Sie hatte einiges an Erfahrung gesammelt in den siebzehn Jahren, die sie schon in Skalicza lebte und diente – Erfahrungen, von denen sie heute noch Nutzen hatte, und Erfahrungen, die sie um keinen Preis noch einmal machen wöllte.
Fast lautlos zog sie sich zurück, während der Lord an seinem Becher nippte.

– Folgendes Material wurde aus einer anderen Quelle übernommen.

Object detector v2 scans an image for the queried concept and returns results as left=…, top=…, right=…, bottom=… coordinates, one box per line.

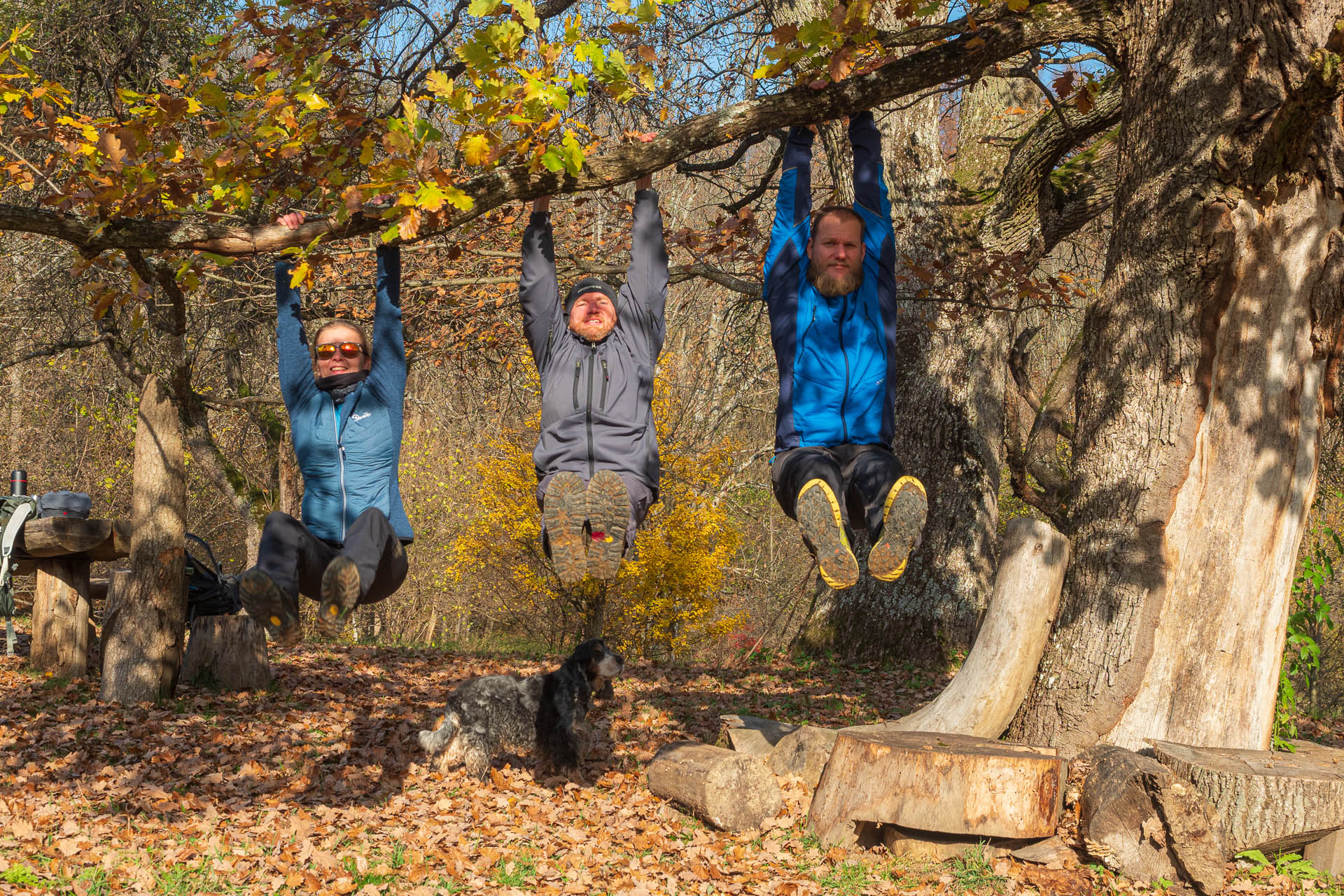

»Aaah«, seufzte er genüsslich, die Augen halb geschlossen, während ein selbstzufriedenes Lächeln über sein ebenmäßiges Gesicht huschte. Im dämmrigen Licht der Kronleuchter blitzten seine spitzen, weißen Zähne kurz auf. Kurz fuhr er sich durch kurze, rabenschwarze Haar und musterte dann seine Kumpanen aus dunklen, aufmerksamen Augen, in denen sich das Kerzenlich spiegelte: »Was ist? Sagt nicht, Ihr sehnt Euch nicht auch nach einem Schluck Blut.«
Seine Stimme war samtig und volltönend. Ihr wohnte ein Zauber inne, der sich jetzt noch nicht voll entfaltete, aber dessen Macht zumindest zu erahnen war, ein Zauber, der nicht ganz zu seinem jungenhaften Gesicht passen wollte, oder zu seiner legeren Haltung, die ihn so leichtfertig wirken ließ auf dem eisernen Stuhl, auf dem er thronte. So leicht täuschte das über die vergangenen Jahre hinweg, die allesamt spurlos an ihm vorbei gegangen waren. So leicht verbarg es die Tatsache, dass er, dieser junge, gutaussehende Kerl auf seinem Thron, das mächtigste Wesen dieser Welten war.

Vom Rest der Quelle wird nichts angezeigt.